To be fair, at “idle”, the efficiency of an EV is also essentially zero, if you measure efficiency in Wh/mi (as we do in the USA). My Tesla, for example, when I first start driving, and the A/C is blasting while cooling off the cabin, will often show well over 1000 Wh/mi initially. Then it tapers down as I drive further. Meanwhile, my overall average is 263 Wh/mi over the entire 32,000+ miles. Someone posted a photo (I can’t find it right now) of their display last week at the Mexico-USA border after sitting in their car in line for 2 hours with the A/C running. It said something like 14,000 Wh/mi.
There are two different concepts here. One is using waste heat to generate hydrogen. I suspected and @waterfell confirmed that the waste heat from nuclear power plants isn’t hot enough for industrial processes.
Looking at the original paper you posted, the costs came out to be about $0.08/KwH equivalent of hydrogen. That’s borderline (probably over the borderline) too high, and that’s starting from a free energy input.

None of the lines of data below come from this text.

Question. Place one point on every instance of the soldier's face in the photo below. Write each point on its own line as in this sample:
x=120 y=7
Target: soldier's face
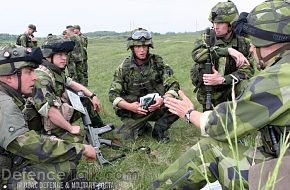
x=28 y=78
x=141 y=51
x=221 y=28
x=60 y=60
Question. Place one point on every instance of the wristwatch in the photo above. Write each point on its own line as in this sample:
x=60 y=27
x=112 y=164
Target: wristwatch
x=91 y=97
x=187 y=115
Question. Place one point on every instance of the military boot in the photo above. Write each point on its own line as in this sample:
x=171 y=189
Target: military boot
x=160 y=136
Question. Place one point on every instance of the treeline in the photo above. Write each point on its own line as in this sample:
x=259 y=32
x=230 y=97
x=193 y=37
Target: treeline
x=8 y=37
x=13 y=37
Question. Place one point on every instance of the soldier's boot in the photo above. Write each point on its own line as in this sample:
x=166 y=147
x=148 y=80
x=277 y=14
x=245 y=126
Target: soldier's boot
x=160 y=135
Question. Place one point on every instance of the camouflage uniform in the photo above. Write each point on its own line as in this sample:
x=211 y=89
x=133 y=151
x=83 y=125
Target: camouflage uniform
x=223 y=62
x=32 y=155
x=131 y=82
x=75 y=60
x=84 y=40
x=49 y=90
x=264 y=102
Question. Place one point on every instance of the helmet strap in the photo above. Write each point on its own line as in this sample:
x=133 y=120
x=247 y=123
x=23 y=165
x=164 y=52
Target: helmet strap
x=263 y=60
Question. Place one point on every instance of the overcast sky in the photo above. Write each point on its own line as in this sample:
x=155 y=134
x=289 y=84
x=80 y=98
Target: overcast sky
x=51 y=16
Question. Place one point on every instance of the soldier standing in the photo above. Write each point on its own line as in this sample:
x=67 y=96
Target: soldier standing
x=27 y=39
x=50 y=97
x=230 y=55
x=31 y=159
x=75 y=57
x=84 y=40
x=140 y=74
x=263 y=104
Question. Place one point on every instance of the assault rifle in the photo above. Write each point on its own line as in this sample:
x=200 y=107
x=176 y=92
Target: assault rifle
x=209 y=40
x=93 y=135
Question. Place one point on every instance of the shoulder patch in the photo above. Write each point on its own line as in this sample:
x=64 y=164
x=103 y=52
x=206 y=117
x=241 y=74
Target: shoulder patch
x=44 y=82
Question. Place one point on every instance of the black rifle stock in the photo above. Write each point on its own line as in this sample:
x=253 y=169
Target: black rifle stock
x=95 y=140
x=209 y=40
x=148 y=104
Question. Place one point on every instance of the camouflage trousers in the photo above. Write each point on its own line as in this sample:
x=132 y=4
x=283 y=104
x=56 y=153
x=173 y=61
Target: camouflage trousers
x=42 y=176
x=85 y=72
x=219 y=94
x=135 y=124
x=189 y=171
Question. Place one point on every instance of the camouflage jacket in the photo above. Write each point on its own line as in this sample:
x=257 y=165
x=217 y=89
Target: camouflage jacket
x=77 y=55
x=222 y=61
x=130 y=81
x=16 y=138
x=84 y=40
x=265 y=101
x=49 y=87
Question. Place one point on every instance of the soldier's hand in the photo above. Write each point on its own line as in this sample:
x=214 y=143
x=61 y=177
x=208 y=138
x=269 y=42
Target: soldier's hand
x=136 y=107
x=238 y=57
x=213 y=79
x=178 y=107
x=89 y=152
x=96 y=103
x=157 y=105
x=75 y=129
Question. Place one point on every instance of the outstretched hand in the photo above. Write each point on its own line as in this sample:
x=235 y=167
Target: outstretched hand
x=179 y=107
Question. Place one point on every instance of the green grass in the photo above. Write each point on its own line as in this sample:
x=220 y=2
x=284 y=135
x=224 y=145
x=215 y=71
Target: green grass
x=138 y=169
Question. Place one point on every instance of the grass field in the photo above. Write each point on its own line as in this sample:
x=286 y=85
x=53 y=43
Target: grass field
x=138 y=169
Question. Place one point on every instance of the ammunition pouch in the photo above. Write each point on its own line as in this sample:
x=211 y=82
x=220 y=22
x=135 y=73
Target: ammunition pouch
x=33 y=118
x=196 y=74
x=268 y=144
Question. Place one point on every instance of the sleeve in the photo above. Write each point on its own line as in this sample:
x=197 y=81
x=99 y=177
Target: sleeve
x=43 y=93
x=116 y=87
x=199 y=52
x=259 y=105
x=23 y=41
x=44 y=149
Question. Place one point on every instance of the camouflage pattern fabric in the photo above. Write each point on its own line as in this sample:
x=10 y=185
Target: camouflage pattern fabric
x=75 y=60
x=131 y=82
x=264 y=102
x=85 y=58
x=225 y=65
x=49 y=91
x=38 y=159
x=224 y=12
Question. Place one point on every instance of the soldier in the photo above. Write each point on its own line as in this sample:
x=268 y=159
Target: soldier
x=230 y=54
x=140 y=74
x=263 y=104
x=84 y=39
x=27 y=39
x=31 y=159
x=49 y=94
x=75 y=57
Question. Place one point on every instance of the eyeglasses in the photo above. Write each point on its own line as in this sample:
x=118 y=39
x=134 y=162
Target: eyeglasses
x=141 y=34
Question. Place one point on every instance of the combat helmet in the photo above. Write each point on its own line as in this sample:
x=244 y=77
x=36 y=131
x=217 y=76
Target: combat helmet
x=55 y=44
x=14 y=58
x=269 y=23
x=140 y=36
x=224 y=12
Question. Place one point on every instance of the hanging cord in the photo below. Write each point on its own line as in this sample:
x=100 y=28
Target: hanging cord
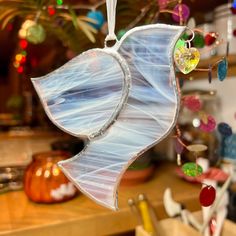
x=111 y=19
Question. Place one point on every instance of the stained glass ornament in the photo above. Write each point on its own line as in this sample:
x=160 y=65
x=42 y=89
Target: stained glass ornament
x=224 y=129
x=207 y=196
x=181 y=11
x=197 y=148
x=186 y=59
x=222 y=69
x=209 y=39
x=35 y=34
x=124 y=99
x=198 y=41
x=98 y=17
x=192 y=169
x=192 y=102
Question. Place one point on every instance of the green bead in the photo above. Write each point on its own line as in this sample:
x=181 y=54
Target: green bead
x=36 y=34
x=199 y=41
x=120 y=34
x=185 y=37
x=192 y=169
x=180 y=43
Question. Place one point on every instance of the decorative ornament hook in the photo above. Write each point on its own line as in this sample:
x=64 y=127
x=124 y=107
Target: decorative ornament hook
x=111 y=20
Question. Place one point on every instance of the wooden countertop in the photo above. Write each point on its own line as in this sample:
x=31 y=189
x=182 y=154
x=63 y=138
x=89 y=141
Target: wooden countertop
x=81 y=216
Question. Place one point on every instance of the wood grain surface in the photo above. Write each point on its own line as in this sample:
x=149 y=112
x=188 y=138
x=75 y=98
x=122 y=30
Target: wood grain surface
x=81 y=216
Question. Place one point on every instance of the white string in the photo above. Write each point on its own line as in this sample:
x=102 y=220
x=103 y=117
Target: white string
x=111 y=19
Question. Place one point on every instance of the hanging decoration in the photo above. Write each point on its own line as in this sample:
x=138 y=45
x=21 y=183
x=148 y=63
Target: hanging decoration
x=99 y=168
x=192 y=169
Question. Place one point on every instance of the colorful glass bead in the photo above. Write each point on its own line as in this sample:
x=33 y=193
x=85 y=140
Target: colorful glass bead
x=192 y=102
x=178 y=146
x=233 y=10
x=191 y=169
x=121 y=33
x=199 y=41
x=180 y=43
x=209 y=126
x=179 y=161
x=98 y=17
x=197 y=148
x=222 y=69
x=186 y=59
x=162 y=4
x=209 y=74
x=182 y=9
x=209 y=39
x=224 y=129
x=234 y=32
x=191 y=23
x=207 y=196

The other concept is using heat from the nuclear reactor directly to make hydrogen. I agree that is 100% theoretically possible. But the problem is still that it requires multiple units of other energy to make one unit of hydrogen energy. If you are using the heat from your reactor directly to make hydrogen then you can’t use it to make electricity.
The back-of-the napkin calculation to show why this will never make economic sense is easy. Let’s say you want to make 1 kwh equivalent of hydrogen, and your electrolysis process is super-efficient at 80%. So 1 kwh/.8 = 1.25 kwh of electricity to make 1kwh equivalent of hydrogen. Now you take that 1 kwh of hydrogen use it in a fuel cell at 60% efficiency. That means it takes 2 kwh input to get 1 kwh output. That doesn’t scale. Because it requires energy to break and create chemical bonds, those numbers can’t change much (as long as the laws of physics hold).
No it is not double counting. They are just counting the electricity being generated some which is stored for later use.